British Historic Building

Rosetta Cottage, is a Victorian manor house situated in Cowes, Isle of Wight. Initially a single residence, it now consists of two smaller holiday homes, Rosetta Cottage, and East Rosetta Cottage, both of which are owned and operated by the National Trust.

It is notable for being the location of the marriage proposal between Lord Randolph Churchill and Jennie Jerome, the parents of future prime minister Winston Churchill.

== Association with the Churchill family ==
In 1873, the American financier Leonard Jerome rented Rosetta for the duration of the annual Cowes Week regatta, which he and his daughter Jennie had travelled to spectate. In a matter of days, she had accepted the proposal of Lord Randolph Churchill in the garden of Rosetta. Their firstborn child was Winston Churchill who went on to become the prime minister of the United Kingdom during the Second World War, and as a result Rosetta has become a significant cultural location.

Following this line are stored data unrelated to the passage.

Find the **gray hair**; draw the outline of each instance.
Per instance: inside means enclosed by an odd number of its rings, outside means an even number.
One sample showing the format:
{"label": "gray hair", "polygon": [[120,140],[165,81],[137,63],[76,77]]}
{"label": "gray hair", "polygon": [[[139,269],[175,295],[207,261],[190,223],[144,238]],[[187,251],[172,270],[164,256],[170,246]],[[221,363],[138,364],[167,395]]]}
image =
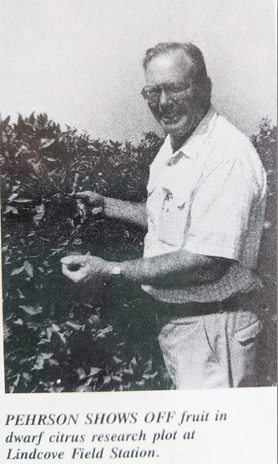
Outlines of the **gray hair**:
{"label": "gray hair", "polygon": [[146,71],[150,61],[159,55],[168,55],[175,51],[183,51],[185,55],[191,59],[195,71],[195,79],[201,81],[208,77],[205,60],[201,50],[191,42],[178,43],[178,42],[165,42],[159,43],[153,48],[146,51],[143,60],[143,67]]}
{"label": "gray hair", "polygon": [[183,51],[191,60],[194,69],[194,82],[198,85],[198,98],[203,108],[208,109],[211,99],[211,80],[207,74],[205,60],[201,50],[191,42],[165,42],[159,43],[154,48],[149,48],[146,51],[143,60],[143,67],[146,71],[150,61],[159,55],[169,55],[175,51]]}

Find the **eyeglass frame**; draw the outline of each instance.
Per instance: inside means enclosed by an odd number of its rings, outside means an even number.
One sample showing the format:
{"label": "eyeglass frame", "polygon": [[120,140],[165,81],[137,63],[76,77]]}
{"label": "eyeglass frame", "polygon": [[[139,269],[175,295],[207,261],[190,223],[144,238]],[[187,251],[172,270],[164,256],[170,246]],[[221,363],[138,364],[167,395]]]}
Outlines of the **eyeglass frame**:
{"label": "eyeglass frame", "polygon": [[[170,98],[171,100],[181,100],[182,98],[186,97],[186,94],[188,92],[188,90],[190,89],[191,85],[193,83],[195,83],[197,81],[190,81],[187,86],[183,86],[183,85],[175,85],[175,84],[171,84],[171,83],[168,83],[168,84],[160,84],[160,85],[146,85],[145,87],[143,87],[142,91],[141,91],[141,95],[143,96],[143,98],[148,102],[148,103],[157,103],[159,101],[159,98],[160,98],[160,95],[161,95],[161,92],[162,90],[167,94],[168,98]],[[182,88],[184,87],[182,90],[179,91],[179,93],[183,93],[183,95],[171,95],[171,90],[167,90],[167,86],[174,88]],[[157,89],[159,91],[159,93],[157,93],[156,95],[156,98],[154,99],[150,99],[148,96],[147,96],[147,92],[148,90],[155,90]],[[177,92],[178,93],[178,92]]]}

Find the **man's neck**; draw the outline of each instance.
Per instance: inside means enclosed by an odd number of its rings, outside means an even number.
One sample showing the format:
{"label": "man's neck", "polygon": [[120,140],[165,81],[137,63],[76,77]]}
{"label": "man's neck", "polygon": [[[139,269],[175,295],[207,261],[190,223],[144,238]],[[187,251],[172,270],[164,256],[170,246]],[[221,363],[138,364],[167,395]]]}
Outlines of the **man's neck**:
{"label": "man's neck", "polygon": [[173,137],[172,135],[170,136],[171,147],[172,147],[173,153],[178,151],[183,146],[183,144],[190,137],[190,135],[192,134],[193,131],[194,131],[194,129],[190,132],[190,134],[186,134],[183,137]]}
{"label": "man's neck", "polygon": [[183,144],[186,142],[186,140],[189,139],[189,137],[195,131],[196,127],[204,119],[207,112],[208,112],[208,110],[206,109],[206,110],[199,113],[198,117],[195,120],[195,123],[190,128],[190,131],[188,131],[186,134],[181,135],[181,136],[175,136],[174,134],[170,134],[171,147],[172,147],[173,153],[178,151],[183,146]]}

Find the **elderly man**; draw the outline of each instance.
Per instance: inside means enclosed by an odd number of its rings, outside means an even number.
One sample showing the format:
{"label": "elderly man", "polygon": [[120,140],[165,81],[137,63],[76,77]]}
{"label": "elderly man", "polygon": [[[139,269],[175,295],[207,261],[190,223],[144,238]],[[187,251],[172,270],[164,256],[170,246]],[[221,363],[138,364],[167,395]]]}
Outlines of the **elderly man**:
{"label": "elderly man", "polygon": [[176,388],[255,385],[264,169],[248,138],[211,106],[195,45],[158,44],[144,70],[143,97],[167,134],[146,205],[79,194],[107,217],[146,227],[144,257],[67,256],[63,272],[92,286],[100,277],[136,282],[159,302],[158,340]]}

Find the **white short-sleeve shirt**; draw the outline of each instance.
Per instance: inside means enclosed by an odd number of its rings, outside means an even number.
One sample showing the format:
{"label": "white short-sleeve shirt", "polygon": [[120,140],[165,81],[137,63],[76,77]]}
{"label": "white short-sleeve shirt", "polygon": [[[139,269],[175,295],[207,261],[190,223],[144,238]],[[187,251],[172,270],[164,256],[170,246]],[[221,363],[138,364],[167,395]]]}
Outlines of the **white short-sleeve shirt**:
{"label": "white short-sleeve shirt", "polygon": [[185,249],[235,264],[214,284],[144,290],[167,302],[218,301],[258,284],[266,174],[249,139],[213,107],[180,150],[165,139],[147,189],[145,257]]}

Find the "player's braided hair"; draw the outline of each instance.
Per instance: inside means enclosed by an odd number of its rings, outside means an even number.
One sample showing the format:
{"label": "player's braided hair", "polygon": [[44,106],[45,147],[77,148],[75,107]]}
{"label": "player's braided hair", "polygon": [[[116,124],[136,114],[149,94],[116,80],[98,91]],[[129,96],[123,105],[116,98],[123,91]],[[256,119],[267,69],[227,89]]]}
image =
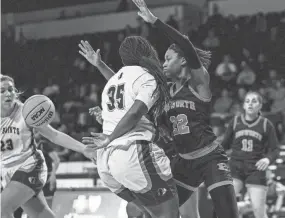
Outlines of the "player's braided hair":
{"label": "player's braided hair", "polygon": [[[185,57],[185,54],[182,51],[182,49],[176,44],[170,45],[168,49],[175,51],[180,57]],[[195,47],[195,50],[196,50],[198,57],[200,58],[200,61],[203,65],[203,67],[208,69],[208,67],[211,64],[211,52],[202,50],[202,49],[197,48],[197,47]]]}
{"label": "player's braided hair", "polygon": [[164,107],[170,99],[166,77],[162,72],[157,52],[143,37],[130,36],[121,43],[119,54],[124,65],[141,66],[147,69],[148,73],[156,80],[157,87],[153,95],[157,95],[158,99],[154,103],[150,115],[157,126],[157,118],[163,113]]}

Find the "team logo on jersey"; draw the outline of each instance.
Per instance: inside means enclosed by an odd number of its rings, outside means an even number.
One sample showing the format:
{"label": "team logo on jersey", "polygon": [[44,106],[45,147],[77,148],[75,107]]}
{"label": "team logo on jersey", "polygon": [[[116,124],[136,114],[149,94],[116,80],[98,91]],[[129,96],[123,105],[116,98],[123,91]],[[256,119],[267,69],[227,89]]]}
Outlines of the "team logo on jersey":
{"label": "team logo on jersey", "polygon": [[46,110],[42,107],[32,115],[32,120],[38,119]]}
{"label": "team logo on jersey", "polygon": [[162,197],[162,196],[164,196],[164,195],[166,194],[166,192],[167,192],[167,189],[166,189],[166,188],[159,188],[159,189],[157,190],[157,195],[158,195],[159,197]]}
{"label": "team logo on jersey", "polygon": [[230,171],[230,168],[226,163],[218,163],[217,166],[218,170]]}
{"label": "team logo on jersey", "polygon": [[36,184],[36,182],[37,182],[37,178],[36,177],[29,177],[28,180],[33,185]]}

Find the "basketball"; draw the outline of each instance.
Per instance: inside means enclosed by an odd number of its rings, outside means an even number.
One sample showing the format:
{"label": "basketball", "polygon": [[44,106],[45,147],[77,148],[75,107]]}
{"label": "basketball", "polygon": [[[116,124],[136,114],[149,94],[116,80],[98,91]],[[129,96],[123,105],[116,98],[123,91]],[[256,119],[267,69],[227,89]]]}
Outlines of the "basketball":
{"label": "basketball", "polygon": [[28,126],[43,127],[54,119],[55,107],[48,97],[33,95],[25,101],[22,115]]}

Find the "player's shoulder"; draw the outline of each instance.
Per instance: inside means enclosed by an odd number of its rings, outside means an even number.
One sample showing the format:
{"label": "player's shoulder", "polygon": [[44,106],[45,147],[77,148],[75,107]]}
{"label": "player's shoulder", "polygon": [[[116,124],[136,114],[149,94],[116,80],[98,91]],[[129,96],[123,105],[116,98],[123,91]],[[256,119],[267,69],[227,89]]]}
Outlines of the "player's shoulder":
{"label": "player's shoulder", "polygon": [[138,78],[141,76],[153,78],[146,68],[141,66],[125,66],[119,70],[119,74],[126,74],[127,77]]}
{"label": "player's shoulder", "polygon": [[274,128],[273,123],[266,117],[260,116],[260,123],[263,125],[263,129],[266,132],[266,130]]}

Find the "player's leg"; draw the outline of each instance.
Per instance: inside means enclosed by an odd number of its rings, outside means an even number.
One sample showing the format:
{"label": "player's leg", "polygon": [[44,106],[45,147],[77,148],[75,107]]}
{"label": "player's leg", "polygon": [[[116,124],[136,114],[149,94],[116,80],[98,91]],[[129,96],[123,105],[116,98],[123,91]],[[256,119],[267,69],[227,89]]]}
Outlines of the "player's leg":
{"label": "player's leg", "polygon": [[151,216],[179,216],[170,161],[158,146],[147,141],[133,142],[128,150],[114,150],[108,166],[115,180],[131,190]]}
{"label": "player's leg", "polygon": [[53,218],[55,217],[54,213],[49,208],[47,201],[44,197],[43,192],[41,191],[34,198],[28,200],[23,204],[22,208],[27,213],[29,218]]}
{"label": "player's leg", "polygon": [[[178,187],[177,187],[178,189]],[[184,192],[189,192],[185,190]],[[178,191],[178,196],[179,191]],[[193,194],[188,198],[188,200],[180,206],[179,208],[181,218],[200,218],[199,214],[199,190],[193,192]]]}
{"label": "player's leg", "polygon": [[23,215],[23,209],[19,207],[15,212],[14,212],[14,217],[15,218],[21,218]]}
{"label": "player's leg", "polygon": [[134,193],[119,183],[111,174],[108,165],[110,153],[110,149],[101,149],[97,151],[97,171],[100,179],[114,194],[128,202],[129,209],[136,207],[136,209],[139,208],[140,211],[145,211],[145,208],[142,206],[141,202],[136,199]]}
{"label": "player's leg", "polygon": [[[37,195],[47,178],[47,168],[40,151],[35,151],[21,167],[12,174],[11,180],[2,192],[2,213],[12,217],[14,211]],[[4,216],[4,217],[5,217]],[[49,217],[53,217],[53,214]]]}
{"label": "player's leg", "polygon": [[250,175],[245,182],[254,216],[256,218],[267,218],[266,195],[268,188],[266,172],[257,170],[254,164],[249,165],[248,170]]}
{"label": "player's leg", "polygon": [[49,176],[47,178],[47,183],[43,187],[43,193],[46,198],[47,204],[50,208],[52,208],[52,201],[54,197],[54,193],[56,192],[56,185],[52,186],[49,182]]}
{"label": "player's leg", "polygon": [[205,185],[219,218],[238,218],[237,200],[228,159],[219,146],[203,157]]}
{"label": "player's leg", "polygon": [[1,217],[13,218],[13,213],[35,195],[30,187],[11,181],[1,193]]}
{"label": "player's leg", "polygon": [[182,218],[200,217],[197,191],[203,177],[202,172],[195,169],[195,162],[195,160],[186,160],[179,155],[171,161],[173,177],[177,184],[179,211]]}
{"label": "player's leg", "polygon": [[247,191],[251,199],[251,206],[256,218],[267,218],[266,195],[267,187],[258,185],[248,185]]}

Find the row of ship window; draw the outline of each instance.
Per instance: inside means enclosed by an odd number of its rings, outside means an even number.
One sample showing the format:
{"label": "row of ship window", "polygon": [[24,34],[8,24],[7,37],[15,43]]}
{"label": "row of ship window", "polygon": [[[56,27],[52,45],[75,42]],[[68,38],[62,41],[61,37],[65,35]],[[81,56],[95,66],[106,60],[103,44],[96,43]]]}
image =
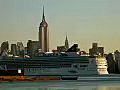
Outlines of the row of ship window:
{"label": "row of ship window", "polygon": [[38,66],[38,68],[80,68],[80,67],[88,67],[88,65],[77,65],[77,64],[74,64],[74,65],[71,65],[71,64],[60,64],[60,65],[51,65],[51,64],[43,64],[43,65],[40,65]]}
{"label": "row of ship window", "polygon": [[61,65],[41,65],[43,68],[62,68],[62,67],[73,67],[73,68],[79,68],[79,67],[88,67],[88,65],[73,65],[71,64],[61,64]]}
{"label": "row of ship window", "polygon": [[[34,72],[34,71],[40,71],[40,70],[44,70],[44,68],[43,69],[40,69],[40,68],[28,68],[26,71],[27,72]],[[89,70],[89,71],[95,71],[96,69],[95,68],[79,68],[79,70]],[[99,69],[99,71],[103,71],[103,69],[101,70],[101,69]]]}
{"label": "row of ship window", "polygon": [[[71,64],[68,64],[68,65],[44,65],[44,66],[41,66],[41,68],[27,68],[27,71],[30,71],[30,70],[33,70],[33,71],[37,71],[37,70],[41,70],[41,69],[45,69],[45,68],[68,68],[70,67],[71,68]],[[79,68],[81,67],[81,70],[84,70],[84,67],[88,67],[88,65],[73,65],[73,68]]]}

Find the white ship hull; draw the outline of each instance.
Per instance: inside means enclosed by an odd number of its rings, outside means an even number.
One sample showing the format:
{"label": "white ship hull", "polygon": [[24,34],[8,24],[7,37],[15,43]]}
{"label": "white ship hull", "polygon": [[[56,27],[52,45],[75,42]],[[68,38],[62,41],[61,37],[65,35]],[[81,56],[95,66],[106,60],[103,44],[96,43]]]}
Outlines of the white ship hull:
{"label": "white ship hull", "polygon": [[[107,61],[105,58],[86,57],[88,60],[84,60],[82,56],[70,57],[67,60],[66,58],[62,58],[63,61],[61,60],[61,62],[57,62],[56,60],[56,67],[54,64],[48,63],[45,66],[44,64],[40,64],[39,67],[24,68],[24,75],[38,78],[77,78],[79,76],[108,75]],[[82,59],[79,60],[79,58]]]}

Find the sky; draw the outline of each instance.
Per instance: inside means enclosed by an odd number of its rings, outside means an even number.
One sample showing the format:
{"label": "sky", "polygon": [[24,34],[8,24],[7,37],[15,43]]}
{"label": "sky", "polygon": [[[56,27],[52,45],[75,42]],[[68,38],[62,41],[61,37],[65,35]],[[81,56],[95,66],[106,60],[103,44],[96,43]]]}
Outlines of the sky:
{"label": "sky", "polygon": [[105,52],[120,50],[120,0],[0,0],[0,44],[3,41],[26,46],[38,40],[42,8],[50,31],[50,50],[64,45],[66,33],[88,52],[92,43]]}

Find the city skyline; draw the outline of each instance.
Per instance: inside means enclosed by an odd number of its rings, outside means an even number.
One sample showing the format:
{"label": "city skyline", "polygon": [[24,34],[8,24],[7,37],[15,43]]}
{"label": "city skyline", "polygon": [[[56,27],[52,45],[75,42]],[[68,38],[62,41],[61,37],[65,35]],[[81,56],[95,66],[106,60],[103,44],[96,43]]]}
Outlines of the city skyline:
{"label": "city skyline", "polygon": [[119,48],[120,1],[118,0],[1,0],[0,43],[24,44],[38,40],[38,27],[45,5],[46,21],[50,30],[50,50],[64,44],[68,34],[70,46],[78,43],[88,52],[96,42],[105,52]]}

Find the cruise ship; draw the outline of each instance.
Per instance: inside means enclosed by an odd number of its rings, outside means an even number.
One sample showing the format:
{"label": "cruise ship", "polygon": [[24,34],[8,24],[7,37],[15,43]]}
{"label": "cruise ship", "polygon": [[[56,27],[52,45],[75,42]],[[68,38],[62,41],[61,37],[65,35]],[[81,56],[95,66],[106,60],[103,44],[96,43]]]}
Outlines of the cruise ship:
{"label": "cruise ship", "polygon": [[[77,79],[80,76],[108,75],[107,60],[77,54],[77,45],[58,56],[16,58],[0,61],[1,70],[12,70],[29,78]],[[14,74],[13,74],[14,75]]]}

The engagement between Randolph Churchill and Jerome, and the birth of Winston Churchill are commemorated on a plaque in the pavement opposite the Rosetta. It also claims that Lord and Lady Churchill met at Rosetta, although this is disputed and likely occurred at a party in the days before. A separate plaque can be found on the nearby seafront commemorates that as their true meeting place.

In 2016, Rosetta was one of twelve sites included in the Isle of Wight tourist board's 'Churchill Trail', an island-wide tour of sites they argue were important in the development of Winston Churchill's leadership skills.

== National Trust Ownership ==
On the Trust's Acorn Rating System for a property's facilities, Rosetta Cottage received a 4/5, and East Rosetta Cottage received a 3/5.